Yes, it's definitely a safe place for travelers! No worries! We've spent 10 days experiencing Nairobi and ended up the trip with a few days on the Maasai Mara and into the Serengeti Park.
After spending ten weeks living on a game reserve, we're a little spoiled for game drives, but the Maasai people were so amazing to get to know while we were at their camp for a few days. Theirs is a civilization that hasn't changed very much since the 15th century! The men still take the cattle out to graze every morning and bring them back into the village at night for safety
Women of the village build the houses made of straw and cow dung. Women also carry the water from the distant rivers. A VERY heavy job! They made us most welcome in their village and even invited us to spend the night in one of the huts -- it was tempting, but at that point, the tent cot was looking VERY good!
We visited their school -- just this past year, a law was passed that all children would attend Primary School -- and everyone is SO proud of this school where 400 children attend. While we were there, it was evident that they needed quite a bit, but when we asked what they needed most, they said PENS and NOTEBOOKS to write in. So we've connected with one of the guides who goes there regularly to see what we can do to get them supplies. If you're interested in helping, we're taking donations of pens, notebooks, and money to get them all there for the children. We've activated the Paypal Donations button on the travelpod to be sure any help you can give will be recorded and MUCH appreciated by the school.
Living side by side with the Maasai tribe was an unbelievable experience! Most people come to Africa and do a safari from the comfort of a lodge and nice Land Rover 4x4's. While that is also an amazing experience, getting to spend time in the camp of these tribal men and women was an experience I will never forget.
They are a very poor group of people financially speaking, but are also very rich in many ways we might never imagine or begin to understand.
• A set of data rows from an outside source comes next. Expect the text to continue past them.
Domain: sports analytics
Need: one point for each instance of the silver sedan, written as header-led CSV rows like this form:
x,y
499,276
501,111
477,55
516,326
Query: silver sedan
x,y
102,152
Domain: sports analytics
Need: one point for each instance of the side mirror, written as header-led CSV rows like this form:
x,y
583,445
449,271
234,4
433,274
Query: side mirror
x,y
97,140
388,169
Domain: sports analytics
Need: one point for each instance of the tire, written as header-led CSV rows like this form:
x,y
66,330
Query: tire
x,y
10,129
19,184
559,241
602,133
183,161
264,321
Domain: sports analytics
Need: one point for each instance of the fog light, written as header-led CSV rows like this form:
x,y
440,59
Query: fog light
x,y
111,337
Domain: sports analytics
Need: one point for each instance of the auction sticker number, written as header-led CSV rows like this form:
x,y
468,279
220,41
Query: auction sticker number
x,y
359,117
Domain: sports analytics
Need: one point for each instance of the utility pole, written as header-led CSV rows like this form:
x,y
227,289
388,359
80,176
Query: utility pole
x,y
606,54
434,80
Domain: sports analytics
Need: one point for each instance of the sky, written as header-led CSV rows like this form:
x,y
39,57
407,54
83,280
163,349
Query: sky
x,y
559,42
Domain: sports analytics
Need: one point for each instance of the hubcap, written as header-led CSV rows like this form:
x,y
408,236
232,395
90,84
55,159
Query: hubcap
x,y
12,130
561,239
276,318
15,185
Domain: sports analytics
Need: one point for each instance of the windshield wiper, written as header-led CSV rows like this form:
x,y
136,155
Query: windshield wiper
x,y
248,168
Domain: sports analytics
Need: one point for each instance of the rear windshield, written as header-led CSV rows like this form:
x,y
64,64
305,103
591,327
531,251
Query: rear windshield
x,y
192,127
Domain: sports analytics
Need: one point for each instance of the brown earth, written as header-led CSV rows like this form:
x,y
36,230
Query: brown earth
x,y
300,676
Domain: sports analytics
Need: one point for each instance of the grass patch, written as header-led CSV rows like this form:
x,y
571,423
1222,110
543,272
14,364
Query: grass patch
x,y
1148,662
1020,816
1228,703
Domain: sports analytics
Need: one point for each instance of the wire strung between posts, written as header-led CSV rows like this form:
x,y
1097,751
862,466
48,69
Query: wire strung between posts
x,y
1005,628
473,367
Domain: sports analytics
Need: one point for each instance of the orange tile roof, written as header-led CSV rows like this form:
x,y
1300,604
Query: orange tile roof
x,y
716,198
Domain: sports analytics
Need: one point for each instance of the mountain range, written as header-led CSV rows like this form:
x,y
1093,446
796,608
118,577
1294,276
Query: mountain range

While we spent time with them we began to understand some of the basic needs that they do without. Water is scarce, pens and paper for school children are a luxury item... Before Lisa and I left we completely unpacked our two large backpacks and took out anything we could spare to leave with them. What we had in those backpacks were more than several families had combined.
After going through our gear and clothes we ended up leaving them with sheets, blankets, t-shirts, shorts, hats, and even my Medco fleece (and those who know me know I LOVE my Medco fleece!). We now had MUCH lighter backpacks!
As Lisa mentioned above we are trying to come up with some way to provide additional supplies to the Maasai. We would like to focus on pens, pencils, and paper for the school children. We have set up the Paypal link for anyone who might be interested in monetary donations, BUT anyone who works for a company that would like to donate pens, papers, etc with the company logo on it are also welcome to send those to us and we will get them to the Maasai. Please just shoot me an email and I will provide some direction on how to get those things sent to an address in the US where I will arrange it to be mailed to the contact we have in Kenya.
As I said, it was an amazing and humbling experience to spend time with the tribe.
I hope all my friends and family are well! Take care of yourselves and be good!